With the series win over the Red Sox, the Orioles won exactly one-third of their home games, going 27-54. On the road, they’re working at a slightly higher level of general awflitude, 25-53.

The visit from the O’s means the Jays will have the easiest final weekend, on paper, of all four teams remaining in the AL wild-card race.

The Red Sox will do a drive of shame down the Beltway to Washington, D.C. for a three-game set against the last-place Nationals, who are just home from a 2-5 road trip through Cincinnati and Colorado. The Sox have lost five of six games following a seven-game winning streak.

You might remember Washington sweeping the Jays in a two-game series during an August road trip when the Jays went 3-6 through Seattle, Anaheim and D.C., losing George Springer to a knee injury in the bargain.

The surprising Mariners, whose 18-8 September record is percentage points better than the Jays’ 19-9 for best in the league for the month, have thrust their way into a playoff spot by winning 10 of their last 11 games, including two sweeps of Oakland. The M’s took two out of three from the Angels in L.A. last week and will host the Halos to wrap up their season.

The Yankees finish at home in the Bronx against a Rays team that has already clinched the best record in the American League. Tampa Bay has nothing to play for, though no team wants to go into the playoffs on cruise control and then try to rev the engine back up for the post-season.

Do you love chaos? Get ready.

If the Jays manage one more win this weekend than the Red Sox and Seattle, there would be a three-way tie for the second wild card after Sunday’s regular-season finales, all of which begin around 3 p.m. Eastern just to heighten the drama.

In the case of a three-way tie, the fun begins.

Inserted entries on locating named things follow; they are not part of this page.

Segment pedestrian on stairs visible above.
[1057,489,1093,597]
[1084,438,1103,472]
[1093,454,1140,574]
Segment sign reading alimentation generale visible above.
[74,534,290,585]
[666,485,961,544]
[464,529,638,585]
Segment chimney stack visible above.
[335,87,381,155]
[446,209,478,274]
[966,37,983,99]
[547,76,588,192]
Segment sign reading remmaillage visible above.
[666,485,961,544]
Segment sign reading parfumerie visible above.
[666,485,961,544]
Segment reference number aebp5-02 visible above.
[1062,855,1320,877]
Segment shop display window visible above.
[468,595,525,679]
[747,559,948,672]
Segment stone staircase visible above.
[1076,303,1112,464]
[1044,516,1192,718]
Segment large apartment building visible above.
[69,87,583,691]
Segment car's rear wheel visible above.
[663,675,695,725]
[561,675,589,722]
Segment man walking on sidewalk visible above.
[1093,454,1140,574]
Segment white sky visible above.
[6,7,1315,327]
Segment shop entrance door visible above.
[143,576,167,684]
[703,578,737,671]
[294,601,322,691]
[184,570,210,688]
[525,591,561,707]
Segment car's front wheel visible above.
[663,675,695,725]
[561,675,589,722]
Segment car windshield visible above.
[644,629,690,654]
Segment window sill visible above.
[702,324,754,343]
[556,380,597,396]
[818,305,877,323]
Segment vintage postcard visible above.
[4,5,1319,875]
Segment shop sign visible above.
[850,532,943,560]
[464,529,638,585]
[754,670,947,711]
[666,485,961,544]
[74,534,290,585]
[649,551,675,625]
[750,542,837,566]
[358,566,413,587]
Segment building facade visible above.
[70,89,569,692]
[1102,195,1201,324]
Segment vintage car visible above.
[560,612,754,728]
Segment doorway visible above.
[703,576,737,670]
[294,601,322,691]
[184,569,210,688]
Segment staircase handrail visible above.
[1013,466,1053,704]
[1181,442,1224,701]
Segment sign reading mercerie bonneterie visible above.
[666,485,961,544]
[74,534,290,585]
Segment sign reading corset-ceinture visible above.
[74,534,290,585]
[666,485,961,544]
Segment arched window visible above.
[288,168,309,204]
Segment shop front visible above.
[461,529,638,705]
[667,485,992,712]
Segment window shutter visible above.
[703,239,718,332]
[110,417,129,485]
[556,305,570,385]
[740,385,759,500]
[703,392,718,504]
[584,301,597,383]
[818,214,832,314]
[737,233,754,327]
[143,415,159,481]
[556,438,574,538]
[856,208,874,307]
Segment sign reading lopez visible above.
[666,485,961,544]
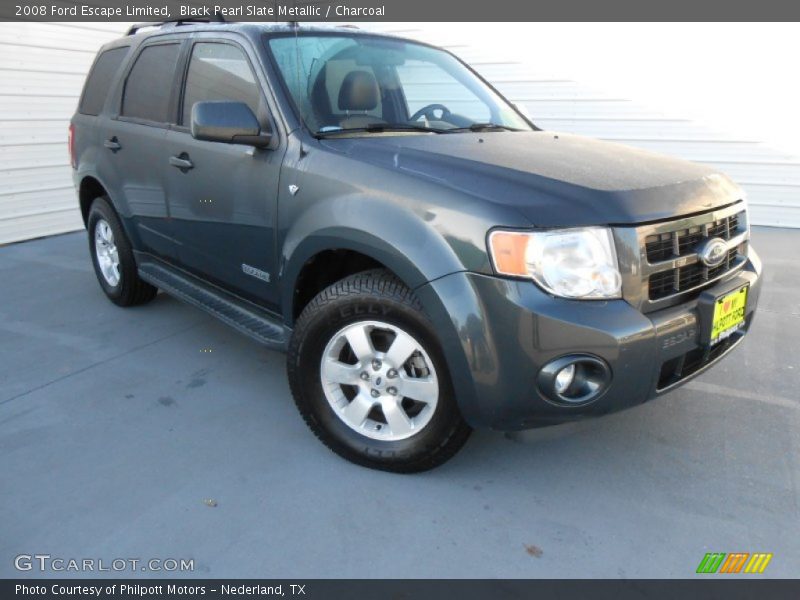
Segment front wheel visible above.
[288,270,470,473]
[86,196,158,306]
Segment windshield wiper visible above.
[449,123,520,131]
[314,123,453,137]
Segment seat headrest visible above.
[339,71,380,111]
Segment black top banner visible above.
[0,0,800,21]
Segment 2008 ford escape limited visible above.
[69,21,761,472]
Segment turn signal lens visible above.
[489,231,529,277]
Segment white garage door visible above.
[0,23,800,244]
[0,23,127,244]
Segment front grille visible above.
[649,247,739,300]
[640,205,747,302]
[645,213,742,263]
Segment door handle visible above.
[169,152,194,171]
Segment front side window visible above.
[181,42,261,127]
[122,43,180,123]
[268,33,532,135]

The Red Sox, who won the season series over the Jays (10-9) and Mariners (4-3), would get to choose if they wanted to host a knockout game on Monday — the winner moving on to another knockout game to determine who would go to New York for the actual wild-card game — or if they wanted to let the Jays and Mariners play each other first (in Seattle) and then play only one game, in the home of the winner, for the chance to move on.

If Boston chooses to play the first knockout game, the Mariners would then have the choice of going to Fenway Park for that game or sending the Jays there and cooling their heels, waiting to travel to the city of the winning team for a chance to play New York.

It is conceivable that the Jays could play Sunday at home to the Orioles, then travel to Seattle Monday, back to Toronto on Tuesday to face the Red Sox, go to New York on Wednesday and then to St. Petersburg on Thursday to open an American League Division Series.

It’s also possible that the Jays could go from Toronto on Sunday to Boston on Monday, Seattle on Tuesday and New York on Wednesday.

Chaos is a good time, though as often as we look forward to such wacky scenarios they hardly ever happen.

Back in 2016, the Jays went into the final Saturday of the season just a half-game up on Detroit for the second wild-card spot and a game ahead of Seattle. With the Jays trailing Baltimore by a game for the top wild card, a four-way tie was very much in play. As it turned out, we didn’t even get a single tiebreaker game.

The Jays have never played a Game 163 with playoff implications, though they’ve gone down to the wire a couple of times.

Had they beaten the Tigers instead of completing that horrible collapse on the last day of the 1987 season, there would have been a one-game playoff for the division title in Detroit the next day. They could have forced a Game 163 in 1990 as well, with a last-day win and a Red Sox loss. Neither of those things happened. Either one would have been fun.

The Jays have only played three winner-take-all elimination playoff games in franchise history. They lost to Kansas City in Game 7 of the 1985 ALCS (I can still see Jim Sundberg’s bases-loaded triple hitting the top of the fence in right field), they beat Texas in what will be forever known as The Bat Flip Game in 2015, and they eliminated the Orioles in the 2016 wild-card game. It’s not out of the realm of possibility that they’ll have another one – or three – next week, but they’re going to need some help to get there.

Correction — Oct. 1, 2021: This article was updated to correct that the Yankees will finish their series against the Rays at Yankee Stadium, not in St. Petersburg.